Statement from Ed Stackhouse, Google rater, AI worker and member of the Alphabet Workers Union-CWA on Senate's AI Insights Forum

FOR IMMEDIATE RELEASE

Wednesday

September 13, 2023 4:11 PM

Press contact:  

catalina@theworkeragency.com

“I am a proud member of the Alphabet Workers Union-CWA, representing over 1,400 workers within Alphabet, Google's parent company. I've driven up to DC from North Carolina to tell lawmakers: when it comes to regulating AI, don’t trust Google, trust Google workers.

I have spent 10 years working as a Google rater and I am one of thousands of invisibilized “ghost workers” who are tasked with rating the quality and accuracy of responses from the Google AI chatbot, Bard. I am paid only $14.50 an hour, even though Google claims that its “extended workforce” earns a minimum of $15.00 an hour. Why? Because Google excludes workers like me from their own minimum standards and benefits. I make less working on Google’s important AI products than my own daughter who works at a fast food restaurant.

The working conditions for AI workers like me are incredibly strenuous. Timing for AI tasks seems to be random. Raters many times are faced with two or three minutes to finish a task that takes 10 minutes to verify accuracy. If we take too long, our account can be locked out for productivity by an AI on the back end—and that means no paid work until that is addressed days or weeks later. We are told we can release under timed tasks, but too many releases can also lead to lock outs by that same automated system. We are not only building AI tools, we’re being managed by AI. Most raters just rate as accurately as possible in the small amount of time we have—but this leaves dangerous gaps that could misinform or mislead users.

Google refuses to acknowledge us and they refuse to sit down at the table with us to talk about our working conditions and the quality of their AI product. This is why I, with the help of fellow union members, wrote a letter to Congress during the first AI hearings earlier in the year.

To put it bluntly: Raters are underpaid, over stressed and have low morale. A group of us were fired for being vocal about working conditions even though Google claims that workers should not face retaliation for organizing. We have since received our jobs back with back pay, but the threat of termination is always there. Working conditions affect quality of work, and when dealing with AI—a poor quality product is dangerous. The dangers go beyond worker’s rights. Imagine a future where AI is the primary source of information spitting out incorrect medical advice, changing historical facts or misrepresenting candidates’ views. This is the future we are looking at if we do not address the poor working conditions for raters. Poor working conditions will equal a poor-quality product and a dangerous future.
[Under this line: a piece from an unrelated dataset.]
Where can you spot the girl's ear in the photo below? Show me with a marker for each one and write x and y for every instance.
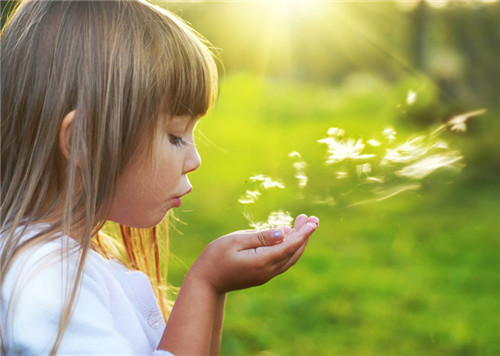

As Google raters and AI workers, we represent the future of work as we both evaluate and are managed by AI algorithms. And if Google can treat us without standards, then we are driving towards a future where any and all workers are managed by AI and building AI tools without dignified wages and working conditions.

On behalf of Alphabet Workers Union-CWA I implore regulators: speak directly with us, real AI workers, and together we can establish regulations that protect workers and all of us.”